Press Release

FOR IMMEDIATE RELEASE

North Okanagan farmers file lawsuits against BC Timber Sales, seeking to halt logging and protect water supply

Upper Chum Water Users Association and farmers file judicial review petition and civil claims in BC Supreme Court, demanding halt to planned auction of 4 cut blocks in Skimikin / Ptarmigan Hills

January 7, 2025

CHASE, BC, Secwépemc Territory – Farmers in the North Okanagan’s Turtle Valley near Chase have filed a judicial review petition and notices of civil claim in BC Supreme Court, seeking to halt the planned BC Timber Sales (BCTS) auction of 4 cut blocks in the Skimikin / Ptarmigan Hills and protect their drinking water supply.

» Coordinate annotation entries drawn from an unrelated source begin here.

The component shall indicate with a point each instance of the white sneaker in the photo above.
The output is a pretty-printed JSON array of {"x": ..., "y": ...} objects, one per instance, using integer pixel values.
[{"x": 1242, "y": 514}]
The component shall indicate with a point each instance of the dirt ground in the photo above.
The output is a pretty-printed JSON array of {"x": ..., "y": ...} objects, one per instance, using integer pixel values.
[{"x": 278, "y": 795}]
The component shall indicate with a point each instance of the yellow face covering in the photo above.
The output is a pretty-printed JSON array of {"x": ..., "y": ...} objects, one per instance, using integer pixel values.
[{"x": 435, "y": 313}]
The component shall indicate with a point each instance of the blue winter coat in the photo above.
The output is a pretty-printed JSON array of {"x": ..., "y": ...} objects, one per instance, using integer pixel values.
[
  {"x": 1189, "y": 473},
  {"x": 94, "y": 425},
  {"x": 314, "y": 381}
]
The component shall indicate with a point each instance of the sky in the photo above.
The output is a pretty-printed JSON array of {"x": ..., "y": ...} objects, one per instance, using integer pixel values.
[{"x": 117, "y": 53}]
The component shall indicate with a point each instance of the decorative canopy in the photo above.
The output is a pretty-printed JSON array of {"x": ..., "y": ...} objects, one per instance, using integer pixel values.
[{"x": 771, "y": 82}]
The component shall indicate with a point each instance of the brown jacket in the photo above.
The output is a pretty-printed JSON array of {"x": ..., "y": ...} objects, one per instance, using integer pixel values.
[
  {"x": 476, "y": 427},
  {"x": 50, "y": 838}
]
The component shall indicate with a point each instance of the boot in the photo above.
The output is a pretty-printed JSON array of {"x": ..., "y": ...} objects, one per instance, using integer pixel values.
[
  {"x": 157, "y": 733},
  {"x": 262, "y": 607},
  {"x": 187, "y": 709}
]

“We are calling on the Province of BC to halt the planned timber sale,” says Ben Isitt, lawyer for the Upper Chum Creek Water Users Association and impacted farmers Christine Adderson, Scott Adderson, Hillary McNolty and John McNolty. “BC Timber Sales is recklessly proposing large-scale clearcut logging 450 metres uphill from the Adderson and McNolty farms and drinking-water sources. The Minister of Forests and the court need to step in, do the right thing, and protect these licensed water sources.”

BCTS advertised the 4 cut blocks for sale on December 20, 2024, in BC Bid opportunity TA2461, consisting of 46 hectares of old-growth and mature Douglas fir and Western red cedar forest and 4.4 kilometres of new logging roads. The closing date for bids is January 15, 2025. The impacted water users took legal action after attempting for more than a year to persuade BCTS to complete a proper hydrologic assessment of the proposed logging. BCTS refused.

“The Upper Chum Creek water users urged BCTS to properly study hydrologic impacts of the logging on their licensed drinking-water sources,” says Isitt. “BCTS unfortunately refused, which left the water users with no choice but to take legal action against the Province, in order to halt the auction and protect their drinking-water sources.”

The water users are taking steps for an expedited hearing of the Judicial Review petition.  Additional concerns include impacts on wildlife, heightened wildfire hazards and impacts on cultural use by Secwépemc persons.